E A GELADEIRA ERA LÁ EM CIMA...
Recebi uma mensagem outro dia em que o autor assegurava que nós somos os
últimos exemplares de pais da face da terra cujos filhos respeitam os pais. Parei
para pensar porque eu tenho visto cada coisa de uns tempos para cá...
Digo isso porque sou de um tempo em que eu, por exemplo, e convivi com muitos
contemporâneos que passaram pelo mesmo, que íamos ao armazém quantas vezes
fossem necessárias. Ah, e havia também as quitandas, as “vendas”, açougues,
padarias e bote variedades de estabelecimentos únicos para cada tipo de
mercadoria que se precisasse durante o dia. Supermercados em Salvador existia,
mas, era uma grande novidade. Só existia um no Forte de São Pedro (Visconde de
São Lourenço), e outro no Edifício Oceania, na Barra. Nossa família fazia
compras semanais neste primeiro citado e o dia de compras era uma verdadeira
festa familiar. Naquela época o costume era mais peculiar às donas de casa que,
na companhia das empregadas faziam daquela tarefa um grande evento. Minha tarefa
principal era “guardar a fila”. Esse ofício consistia em entrar na fila assim
que chegávamos ao supermercado e de lá, não sair de forma alguma, até que minha
tia terminasse de escolher todos os suprimentos e viesse ter comigo. Até hoje
essa outra forma de fila baiana funciona. Porque são várias...
Que criança hoje em dia “aceita”
dos pais esta tarefa? Engoli muitos livros de Olga Pereira Mettig naquela
empreitada. E só disso tenho saudades.
Estudei todo o ano de meu pré-vestibular naquelas enormes filas. Lembro-me dos livros
de história, tanto medieval quanto moderna e contemporânea, de José Jobson de
A. Arruda, completamente devorados, no ano do vestibular.
Mas hoje, em muitos lares, a história é outra. Existem filhos que aceitam
até tais tarefas de bom grado... para os amigos. Pois é! A obediência deu lugar
a prepotência e, nestes tempos de
valores invertidos, já vi filho pilheriando que não fez determinada coisa só
porque foram os pais que pediram. Disseram: senão eles vão achar que mandam em mim.

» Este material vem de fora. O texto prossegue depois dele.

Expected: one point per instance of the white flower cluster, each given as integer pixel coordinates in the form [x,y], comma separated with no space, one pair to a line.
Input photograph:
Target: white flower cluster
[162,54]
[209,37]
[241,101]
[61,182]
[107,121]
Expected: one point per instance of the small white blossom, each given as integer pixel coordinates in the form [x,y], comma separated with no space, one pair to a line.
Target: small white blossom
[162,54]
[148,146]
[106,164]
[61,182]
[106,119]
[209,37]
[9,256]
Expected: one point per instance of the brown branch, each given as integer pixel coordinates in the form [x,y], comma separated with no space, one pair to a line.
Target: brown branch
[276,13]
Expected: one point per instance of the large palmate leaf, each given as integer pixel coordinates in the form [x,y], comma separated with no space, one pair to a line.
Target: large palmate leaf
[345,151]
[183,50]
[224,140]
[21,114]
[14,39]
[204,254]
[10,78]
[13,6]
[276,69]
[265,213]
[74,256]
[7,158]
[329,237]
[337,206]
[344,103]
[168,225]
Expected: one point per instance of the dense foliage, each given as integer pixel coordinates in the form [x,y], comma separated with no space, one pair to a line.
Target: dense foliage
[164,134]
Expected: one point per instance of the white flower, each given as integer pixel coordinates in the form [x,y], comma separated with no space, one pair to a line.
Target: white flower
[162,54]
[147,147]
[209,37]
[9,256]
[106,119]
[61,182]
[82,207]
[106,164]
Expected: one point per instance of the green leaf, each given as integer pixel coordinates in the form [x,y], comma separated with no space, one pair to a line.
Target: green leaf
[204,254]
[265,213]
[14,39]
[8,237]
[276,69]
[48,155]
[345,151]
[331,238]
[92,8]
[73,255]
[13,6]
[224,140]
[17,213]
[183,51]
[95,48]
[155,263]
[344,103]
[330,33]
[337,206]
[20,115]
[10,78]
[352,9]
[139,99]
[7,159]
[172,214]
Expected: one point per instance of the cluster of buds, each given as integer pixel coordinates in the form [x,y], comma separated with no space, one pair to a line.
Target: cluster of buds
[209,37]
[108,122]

E é então que eu relembro: imagine que lá, onde eu morava, a casa era formada
por um antigo solar com uma escadaria de dezoito degraus que dava acesso ao
pavimento superior cuja cozinha ficava na parte inferior. Agora, pense a
loucura toda vez que iam cozinhar. Café da manhã, almoço e janta tendo que ir
pegar item por item cada vez que se precisava de algo. Já não bastava ter que
ir na “venda” toda hora.
E quem era doido de reclamar? E ainda tinha essa coisa de geladeira toda
hora. Ainda brincavam com meu gólgota dizendo que eu estava imitando a terra
fazendo os movimentos de rotação e translação. Em torno do bairro e, em torno
de mim mesma. E sabem por que eu reclamava? Isso mesmo. Pasmem! A cozinha, como
já disse, era em baixo, mas a geladeira ficava na sala. E a sala era lá em
cima. Não ria não que isso é pior que um problema matemático. Deixe-me repetir,
a cozinha era em baixo, mas a geladeira ficava na sala, e a sala era lá em
cima... e a geladeira, claro,
era lá em cima! Graças a Deus que virei
essa página, há muitos anos. Deus é bom.